La Gendarmerie royale du Canada a annoncé samedi l’arrestation et la poursuite en justice de Kimberly Polman, qui aurait voyagé en Syrie et rejoint l’EI en 2015. Polman comparaîtra devant le tribunal provincial de Vancouver le 2 août.
Polman a été accusé de deux chefs d’accusation liés au terrorisme : avoir quitté le Canada pour participer à une activité d’un groupe terroriste et avoir participé à une activité d’un groupe terroriste, en contravention des articles 83.181 et 83.18 du Code criminel respectivement. Les deux infractions sont passibles d’une peine maximale de 10 ans d’emprisonnement en cas de condamnation.
L’ancien avocat de Polman, Lawrence Greenspon, s’est dit surpris par les accusations, affirmant que Polman a respecté à la lettre les conditions qui lui ont été imposées par l’engagement de ne pas troubler l’ordre public émis par le tribunal et qu’elle a bénéficié de conseils pour se réintégrer au mode de vie canadien. Un engagement de ne pas troubler l’ordre public est une ordonnance de protection émise par le tribunal contre une personne qui semble susceptible de commettre une infraction criminelle sans motif raisonnable de croire qu’une infraction a effectivement été commise. L’engagement de ne pas troubler l’ordre public de Polman exigeait que Polman se présente régulièrement à un agent de libération conditionnelle, porte un équipement de surveillance électronique, en plus d’une interdiction de conduire et de quitter la province.
Polman n’était pas la seule personne rapatriée au Canada en octobre 2022. Une autre personne rapatriée, Oumaima Chouay, a rapidement été accusée de « fourniture, mise à disposition, etc. de biens ou de services à des fins terroristes » et de complot en vue de quitter le Canada pour participer à une activité d’un groupe terroriste, en plus des deux infractions auxquelles Polman fait actuellement face. Greenspon avait alors estimé qu’en ne portant pas plainte contre Polman, la police « n’avait pas le même type de preuves contre Polman que contre Chouay ».
Le Premier ministre canadien Justin Trudeau a déclaré que le gouvernement était déterminé à tenir responsables les personnes qui soutiennent le terrorisme, lorsqu’il a été interrogé sur la position du gouvernement peu de temps après le rapatriement de Polman.
Polman aurait quitté le Canada pour se rendre en Syrie en 2015 afin de rejoindre l’EI. En mars 2019, une coalition internationale dirigée par les États-Unis a réussi à prendre le contrôle du dernier bastion du territoire autoproclamé de l’EI. Depuis lors, les groupes de défense des droits de l’homme considèrent que les étrangers qui y vivent sont détenus arbitrairement dans le nord-est de la Syrie, et leur droit de vérifier la légalité de leur détention leur est refusé.
En particulier, le rapporteur spécial des Nations Unies sur la promotion et la protection des droits de l’homme et des libertés fondamentales dans la lutte contre le terrorisme a exprimé des inquiétudes quant aux conditions de détention désastreuses de Polman en Syrie. Dans sa lettre adressée au gouvernement canadien en 2021, le rapporteur spécial a souligné que le gouvernement avait l’obligation juridique internationale de faciliter le retour de Polman afin de mettre fin à sa « détention arbitraire indéfinie » et de la protéger, ainsi que d’autres détenus canadiens, du risque de graves violations des droits de l’homme.
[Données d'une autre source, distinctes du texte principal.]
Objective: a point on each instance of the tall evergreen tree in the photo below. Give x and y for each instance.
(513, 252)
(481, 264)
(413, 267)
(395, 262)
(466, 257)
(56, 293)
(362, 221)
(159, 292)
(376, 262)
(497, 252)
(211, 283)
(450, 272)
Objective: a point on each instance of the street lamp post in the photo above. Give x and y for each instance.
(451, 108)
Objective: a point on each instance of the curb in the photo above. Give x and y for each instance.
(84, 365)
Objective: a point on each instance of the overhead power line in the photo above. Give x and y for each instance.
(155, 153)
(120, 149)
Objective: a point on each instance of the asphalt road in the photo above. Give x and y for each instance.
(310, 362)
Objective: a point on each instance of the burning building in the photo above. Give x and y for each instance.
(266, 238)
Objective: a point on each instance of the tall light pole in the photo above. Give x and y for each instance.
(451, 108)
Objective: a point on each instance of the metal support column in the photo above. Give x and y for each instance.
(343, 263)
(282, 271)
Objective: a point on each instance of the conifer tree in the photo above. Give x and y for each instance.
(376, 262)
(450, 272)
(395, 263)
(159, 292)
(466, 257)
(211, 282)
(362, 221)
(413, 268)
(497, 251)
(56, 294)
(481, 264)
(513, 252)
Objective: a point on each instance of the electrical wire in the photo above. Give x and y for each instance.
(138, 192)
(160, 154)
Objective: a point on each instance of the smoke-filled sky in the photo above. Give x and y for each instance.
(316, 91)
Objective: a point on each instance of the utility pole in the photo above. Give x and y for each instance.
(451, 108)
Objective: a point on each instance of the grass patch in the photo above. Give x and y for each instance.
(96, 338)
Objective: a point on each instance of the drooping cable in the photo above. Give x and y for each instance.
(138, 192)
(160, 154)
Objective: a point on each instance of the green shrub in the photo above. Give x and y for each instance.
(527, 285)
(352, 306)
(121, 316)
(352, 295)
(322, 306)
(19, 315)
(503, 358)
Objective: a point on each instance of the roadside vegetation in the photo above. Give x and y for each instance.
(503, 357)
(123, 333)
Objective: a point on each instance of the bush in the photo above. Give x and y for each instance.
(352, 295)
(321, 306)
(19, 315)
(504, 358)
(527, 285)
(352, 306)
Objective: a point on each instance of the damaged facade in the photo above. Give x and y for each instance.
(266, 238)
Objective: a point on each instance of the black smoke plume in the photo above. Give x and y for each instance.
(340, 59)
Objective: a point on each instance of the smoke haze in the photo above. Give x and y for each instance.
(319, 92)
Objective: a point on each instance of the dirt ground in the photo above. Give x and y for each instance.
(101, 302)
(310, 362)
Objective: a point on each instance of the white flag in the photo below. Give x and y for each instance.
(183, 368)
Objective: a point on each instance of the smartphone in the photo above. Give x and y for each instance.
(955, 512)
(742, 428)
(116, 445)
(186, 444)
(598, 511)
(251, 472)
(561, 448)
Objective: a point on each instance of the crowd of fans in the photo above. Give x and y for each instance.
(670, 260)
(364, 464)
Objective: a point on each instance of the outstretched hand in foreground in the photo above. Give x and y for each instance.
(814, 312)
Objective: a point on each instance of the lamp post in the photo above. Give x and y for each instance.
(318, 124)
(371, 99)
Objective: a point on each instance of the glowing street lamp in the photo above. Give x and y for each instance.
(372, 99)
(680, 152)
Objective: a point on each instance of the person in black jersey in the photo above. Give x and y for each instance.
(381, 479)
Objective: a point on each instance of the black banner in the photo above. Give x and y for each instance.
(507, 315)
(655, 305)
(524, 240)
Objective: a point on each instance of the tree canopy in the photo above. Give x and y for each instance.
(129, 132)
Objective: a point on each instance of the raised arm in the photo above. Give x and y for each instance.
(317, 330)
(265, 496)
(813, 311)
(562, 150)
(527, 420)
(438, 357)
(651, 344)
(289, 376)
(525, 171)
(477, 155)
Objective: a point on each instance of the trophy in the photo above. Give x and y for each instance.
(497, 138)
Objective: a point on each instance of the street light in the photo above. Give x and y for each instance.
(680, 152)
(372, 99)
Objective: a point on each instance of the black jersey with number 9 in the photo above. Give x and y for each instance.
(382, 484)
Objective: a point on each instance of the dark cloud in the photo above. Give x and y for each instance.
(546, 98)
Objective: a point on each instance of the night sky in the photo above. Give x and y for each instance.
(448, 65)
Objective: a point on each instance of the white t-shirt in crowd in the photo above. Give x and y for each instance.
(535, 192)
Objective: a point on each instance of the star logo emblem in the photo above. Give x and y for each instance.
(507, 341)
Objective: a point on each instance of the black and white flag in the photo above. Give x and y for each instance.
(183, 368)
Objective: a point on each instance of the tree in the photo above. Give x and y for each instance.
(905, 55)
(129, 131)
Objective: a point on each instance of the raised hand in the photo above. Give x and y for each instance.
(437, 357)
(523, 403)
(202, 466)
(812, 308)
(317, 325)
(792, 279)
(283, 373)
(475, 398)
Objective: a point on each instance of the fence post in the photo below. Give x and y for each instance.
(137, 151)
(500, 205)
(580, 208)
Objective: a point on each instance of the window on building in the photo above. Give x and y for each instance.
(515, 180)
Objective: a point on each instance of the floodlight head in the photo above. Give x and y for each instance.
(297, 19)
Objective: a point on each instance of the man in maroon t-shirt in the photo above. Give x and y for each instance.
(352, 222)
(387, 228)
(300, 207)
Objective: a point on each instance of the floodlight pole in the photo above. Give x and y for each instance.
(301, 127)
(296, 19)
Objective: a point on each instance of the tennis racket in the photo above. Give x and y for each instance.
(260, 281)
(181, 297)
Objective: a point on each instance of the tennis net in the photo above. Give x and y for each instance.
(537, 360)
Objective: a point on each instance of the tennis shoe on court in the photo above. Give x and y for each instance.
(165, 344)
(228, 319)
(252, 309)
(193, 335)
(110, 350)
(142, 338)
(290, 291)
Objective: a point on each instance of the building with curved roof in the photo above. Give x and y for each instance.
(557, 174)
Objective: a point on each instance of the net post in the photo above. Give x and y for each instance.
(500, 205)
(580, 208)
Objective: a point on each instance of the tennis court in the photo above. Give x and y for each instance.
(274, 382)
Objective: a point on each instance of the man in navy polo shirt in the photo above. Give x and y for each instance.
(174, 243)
Ces violations potentielles des droits de l’homme comprenaient l’incapacité à garantir le droit des prisonniers à des services de santé adéquats dans le contexte de la COVID-19, l’incapacité à prévenir la traite des êtres humains et l’incapacité à protéger le droit à l’alimentation et à la santé en vertu du Pacte international relatif aux droits civils et politiques.
Human Rights Watch (HRW) a également condamné le Canada pour n’avoir fait aucun effort consulaire pour établir un contact direct avec les détenus, et encore moins pour améliorer leurs conditions de détention. HRW estime que l’inaction du gouvernement constitue un manquement à ses obligations juridiques internationales en vertu de la Convention contre la torture.
Le Canada a refusé de rapatrier Polman en envoyant des diplomates en Syrie début février, invoquant des inquiétudes concernant les risques pour la sécurité et la sûreté de ses diplomates. Cependant, le Canada a également rejeté l’offre de l’ancien ambassadeur américain Peter Galbraith de ramener Polman en février 2022. À l’époque, Galbraith avait déclaré :
La position du Canada semble être la suivante : il est trop dangereux d’envoyer nos diplomates en Syrie pour aider les citoyens canadiens détenus dans ce pays, mais nous fournirons des services consulaires à tout Canadien qui se rendra dans une mission diplomatique canadienne. Cependant, le Canada ne permettra pas non plus à un Canadien détenu en Syrie de se rendre dans une mission diplomatique canadienne.